Last year, Apple set itself apart from the mobile computing world with the release of the iPhone OS 2.0. This year, Apple won't make quite such a leap forward, but neither will it lose any ground to increased competition.
When it arrives this summer, Apple's third generation of the iPhone operating system will correct some of the most glaring omissions to date. These include the lack of background processing, any kind of system-wide search, and yes, copy and paste. In case you missed the live blog, check out some of the highlights of Apple's presentation Tuesday.
There were two audiences for the iPhone 3.0 preview presentation: developers and iPhone users. Users were more interested in the features, while developers were anxious to learn about the new software development kit.
Let's examine the users first: Apple's competitors will be quick to point out (Microsoft was particularly eager to comment Monday and Tuesday) that the most prominent features introduced with iPhone 3.0 are features that are found on many other smartphones.
It's a reminder that while most everyone in the mobile industry would give Apple credit for igniting a smartphone revolution with the original iPhone, Apple can't leave anything to the competition if it wants to keep the growth of its most profitable product on track. With iPhone 3.0, Apple is showing that, just like last year, it listens to complaints about the iPhone's capabilities and works to overcome those objections.
For the most part, however, iPhone users seem satisfied with their devices without those features.
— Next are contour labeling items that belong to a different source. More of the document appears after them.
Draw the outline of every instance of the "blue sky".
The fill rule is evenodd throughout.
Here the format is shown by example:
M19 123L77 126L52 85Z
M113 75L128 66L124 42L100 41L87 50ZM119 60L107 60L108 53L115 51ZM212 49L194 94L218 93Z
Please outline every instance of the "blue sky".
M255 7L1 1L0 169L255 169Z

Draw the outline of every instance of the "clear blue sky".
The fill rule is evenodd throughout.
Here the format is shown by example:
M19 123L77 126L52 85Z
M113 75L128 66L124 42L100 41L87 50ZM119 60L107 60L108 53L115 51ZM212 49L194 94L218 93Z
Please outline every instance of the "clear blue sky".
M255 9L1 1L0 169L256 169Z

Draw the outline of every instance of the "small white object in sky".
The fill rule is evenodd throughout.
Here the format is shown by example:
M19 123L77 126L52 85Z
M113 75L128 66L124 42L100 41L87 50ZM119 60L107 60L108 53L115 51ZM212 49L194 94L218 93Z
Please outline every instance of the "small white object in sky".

Key additions such as copy and paste, a landscape keyboard, real search capabilities, and MMS (multimedia messaging system) will make the iPhone even easier to use.
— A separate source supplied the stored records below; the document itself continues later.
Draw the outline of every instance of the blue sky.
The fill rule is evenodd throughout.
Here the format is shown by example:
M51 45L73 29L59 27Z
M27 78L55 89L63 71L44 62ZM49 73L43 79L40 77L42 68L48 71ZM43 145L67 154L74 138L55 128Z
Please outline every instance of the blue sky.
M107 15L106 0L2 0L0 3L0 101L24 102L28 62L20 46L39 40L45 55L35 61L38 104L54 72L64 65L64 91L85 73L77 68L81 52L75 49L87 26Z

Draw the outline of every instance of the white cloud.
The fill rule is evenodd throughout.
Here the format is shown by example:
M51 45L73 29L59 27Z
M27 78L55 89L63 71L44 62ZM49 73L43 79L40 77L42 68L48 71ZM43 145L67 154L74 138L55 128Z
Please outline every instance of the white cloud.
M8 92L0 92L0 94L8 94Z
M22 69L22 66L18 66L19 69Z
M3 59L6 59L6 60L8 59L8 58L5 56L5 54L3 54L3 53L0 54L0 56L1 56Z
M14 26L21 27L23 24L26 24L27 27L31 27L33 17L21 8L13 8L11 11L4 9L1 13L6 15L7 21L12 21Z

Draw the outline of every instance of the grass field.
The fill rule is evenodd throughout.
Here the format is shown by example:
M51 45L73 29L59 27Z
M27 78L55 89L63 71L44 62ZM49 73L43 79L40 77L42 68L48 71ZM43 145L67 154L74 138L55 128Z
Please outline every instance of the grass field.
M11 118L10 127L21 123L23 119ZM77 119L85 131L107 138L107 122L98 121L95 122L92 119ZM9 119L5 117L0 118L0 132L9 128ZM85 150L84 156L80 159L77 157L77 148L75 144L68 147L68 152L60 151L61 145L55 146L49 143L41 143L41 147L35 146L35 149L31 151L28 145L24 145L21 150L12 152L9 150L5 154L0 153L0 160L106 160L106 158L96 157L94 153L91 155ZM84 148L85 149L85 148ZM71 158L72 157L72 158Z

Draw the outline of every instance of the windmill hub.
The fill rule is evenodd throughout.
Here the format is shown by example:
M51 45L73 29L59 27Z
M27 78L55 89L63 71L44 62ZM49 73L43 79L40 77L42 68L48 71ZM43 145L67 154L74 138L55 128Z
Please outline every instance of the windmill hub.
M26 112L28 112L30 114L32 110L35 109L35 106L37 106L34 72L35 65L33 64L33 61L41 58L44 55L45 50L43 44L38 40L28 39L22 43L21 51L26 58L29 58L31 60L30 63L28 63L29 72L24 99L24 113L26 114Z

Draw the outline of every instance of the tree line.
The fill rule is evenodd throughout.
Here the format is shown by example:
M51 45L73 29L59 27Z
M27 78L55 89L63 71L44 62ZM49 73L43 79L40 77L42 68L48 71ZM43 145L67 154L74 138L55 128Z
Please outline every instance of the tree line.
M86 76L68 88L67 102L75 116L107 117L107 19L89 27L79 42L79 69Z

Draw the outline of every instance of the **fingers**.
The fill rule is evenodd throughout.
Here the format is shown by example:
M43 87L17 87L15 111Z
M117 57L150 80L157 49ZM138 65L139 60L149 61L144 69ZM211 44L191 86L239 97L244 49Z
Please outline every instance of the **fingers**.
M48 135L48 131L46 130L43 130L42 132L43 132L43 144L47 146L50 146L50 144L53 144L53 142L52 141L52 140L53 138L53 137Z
Developers are the ones who will probably be most excited about the new iPhone OS. The ability to use background notifications, for example, will make for much more compelling iPhone and iPod Touch applications, as was immediately apparent from some of the demonstrations Tuesday.
In addition, developers will have 1,000 new APIs (application programming interfaces) to play with that will unlock parts of the iPhone previously off limits or unavailable to third-party applications. Apple didn't get into all of them, but talked about how developers can now stream audio and video, send e-mail from inside applications, and use the iPhone's proximity sensor, which means Google will once again be in compliance with the iPhone SDK.
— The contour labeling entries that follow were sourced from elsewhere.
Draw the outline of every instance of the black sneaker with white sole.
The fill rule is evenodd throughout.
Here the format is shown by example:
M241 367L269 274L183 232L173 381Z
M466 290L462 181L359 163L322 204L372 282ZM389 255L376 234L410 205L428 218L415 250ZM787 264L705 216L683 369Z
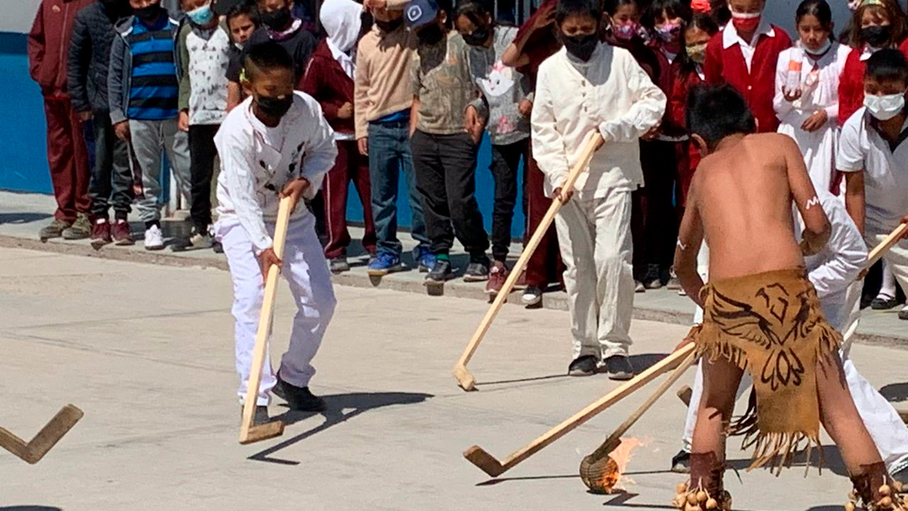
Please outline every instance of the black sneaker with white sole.
M634 377L634 366L627 355L613 355L603 364L606 373L613 380L629 380Z
M571 376L592 376L599 369L596 357L592 355L578 356L568 366L568 375Z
This is the kind of development that users won't immediately grasp until someone develops a game or other kind of application that does exactly what they've always wanted a mobile computer to do. An important consideration when evaluating these developments, however, will be whether or not Apple's push notification service works as advertised in the real world: the company admitted its first attempt at building such a service would have failed under the load generated by millions of iPhones, and Apple's single-point-of-failure architecture for this service opens it up to potential outages that Research in Motion's BlackBerry customers occasionally face.
Lost in all the discussion about the features themselves, however, were some of the steps Apple is taking to help developers work with the iPhone. For example, with the release of the new SDK (a beta version is available today, but developers flooded Apple's Web site Tuesday) Apple will host discussion boards for developers to exchange tips and get help with their work, six months after threatening them with legal ramifications for merely talking about their applications.
Apple also seemed sensitive to all the complaints over the "black box" approval process that many developers have found in trying to get their applications onto the App Store. Around 96 percent of all applications are approved, and around 98 percent of application submissions are approved within seven days, Apple said. Those may be recent numbers as opposed to a picture encompassing the whole year of iPhone development, but after months of silence on the topic, Apple's willingness to acknowledge those issues show it's aware how important that part of the iPhone development experience is to those trying to build businesses around the iPhone.
It's interesting to note that Apple is taking somewhat similar approaches in 2009 to both Mac and iPhone operating system development.
Just like Mac OS X Snow Leopard, which is expected to focus on stability and performance rather than the addition of new features, iPhone OS 3.0 is more about giving developers a more capable platform on which to base their applications rather than any single killer feature. And that's despite the fact that competitors plan to have major releases (Microsoft's Windows 7 and Palm's WebOS, for example) that could change the playing field.
Apple gave itself a lot of wiggle room in promising to ship iPhone 3.0 "this summer," which technically gives it until September 21st. With competitors fighting back, Apple needs to make sure it ships iPhone 3.0 on time and without incident to keep iPhone growth on track.
A new iPhone with souped-up hardware probably wouldn't hurt.